WASHINGTON – Two U.S. congressmen made a previously unannounced trip to the Afghan capital, Kabul, on Tuesday for what they said was a visit to assess the ongoing evacuation effort and to pressure U.S. President Joe Biden to extend his August 31 for withdrawing the remaining U.S. troops from Afghanistan.
“We conducted this visit in secret, speaking about it only after our departure, to minimize the risk and disruption to the people on the ground, and because we were there to gather information, not to grandstand,” said a joint statement from Congressman Seth Moulton, a Massachusetts Democrat, and Congressman Peter Meijer, a Michigan Republican.
The lawmakers, who served on the House Armed Services Committee, released their statement after flying out of Kabul on a charter plane. They said that in their view, after seeing the situation firsthand and speaking to commanders on the ground, “we won’t get everyone out on time.”

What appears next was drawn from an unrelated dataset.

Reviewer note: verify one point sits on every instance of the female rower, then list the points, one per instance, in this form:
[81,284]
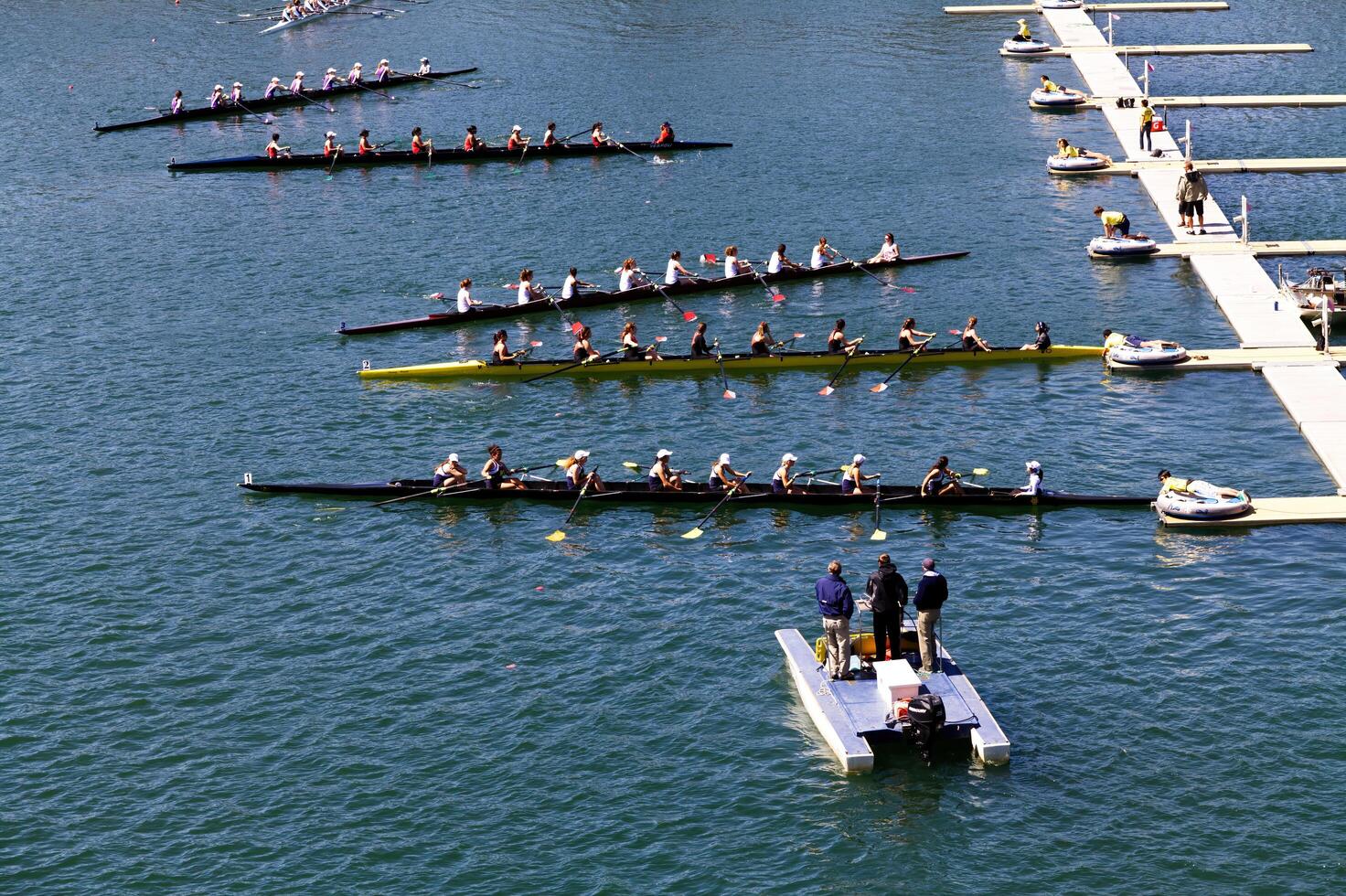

Biden said Tuesday he expects the evacuation mission to be completed by the end of the month.
House Speaker Nancy Pelosi issued a statement Tuesday saying travel to the region by members of the House of Representatives would divert resources from the evacuation operation.
“Given the urgency of this situation, the desire of some Members to travel to Afghanistan and the surrounding areas is understandable and reflective of the high priority that we place on the lives of those on the ground,” Pelosi said. “However, I write to reiterate that the Departments of Defense and State have requested that Members not travel to Afghanistan and the region during this time of danger. Ensuring the safe and timely evacuation of individuals at risk requires the full focus and attention of the U.S. military and diplomatic teams on the ground in Afghanistan.”
The Associated Press cited a senior U.S. official saying the Biden administration viewed the visit by Moulton and Meijer as unhelpful, and other officials saying it was seen as a distraction to the troops who have been tasked with securing the airport to facilitate evacuation flights.
Tens of thousands of people have sought to flee Afghanistan since the Taliban seized control earlier this month.
More than 70,000 people have been evacuated, but crowds remain at the airport and others in Kabul and elsewhere in Afghanistan have been unable to reach the site.
South Korea announced Wednesday it planned to evacuate around 380 people who supported the country’s official activities in Afghanistan.